Not long before his death in 1993, Col. Bishop confirmed to this writer that he had knowledge of the JFK plot. The Cubans indicate that the Vidal-Bishop Dallas trip concerned plans for re-taking the island once Castro's people had been implicated in the assassination.
Escalante surmises: "Oswald was an intelligence agent of the US--CIA, FBI, military, or all of these, we don't know. He was manipulated, told he was penetrating a group of Cuban agents that wanted to kill Kennedy. But from the very beginning, he was to be the element to blame Cuba."
"Not less than 15 persons took part in the assassination," Escalante theorizes. "At the same time, knowing a little about CIA operations, we see how they used the principle of decentralized operations--independent parties with a specific role, to guarantee compartmentalization and to keep it simple."

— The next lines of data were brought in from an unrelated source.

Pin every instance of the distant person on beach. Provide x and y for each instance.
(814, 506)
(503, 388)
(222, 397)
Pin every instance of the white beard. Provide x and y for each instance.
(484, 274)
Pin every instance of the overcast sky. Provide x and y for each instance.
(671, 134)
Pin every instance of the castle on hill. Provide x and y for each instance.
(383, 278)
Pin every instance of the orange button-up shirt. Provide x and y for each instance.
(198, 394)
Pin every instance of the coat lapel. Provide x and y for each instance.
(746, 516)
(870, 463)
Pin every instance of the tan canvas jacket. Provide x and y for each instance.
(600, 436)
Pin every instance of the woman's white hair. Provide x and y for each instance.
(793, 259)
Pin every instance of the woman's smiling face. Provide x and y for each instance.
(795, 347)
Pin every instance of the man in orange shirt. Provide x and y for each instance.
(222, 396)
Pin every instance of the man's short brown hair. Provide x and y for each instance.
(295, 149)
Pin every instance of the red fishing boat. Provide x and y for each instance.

The Nassau gathering marked the inception of what is anticipated will be an ongoing exchange between Cuban and US researchers into the assassination. The hope is that access to Cuban documentation might be provided in the future--such as Tony Cuesta's written "declaration". The fact that former Cuban intelligence officials are willing to share their knowledge signifies a momentous watershed in the ongoing effort to unravel the haunting mystery of who really killed JFK.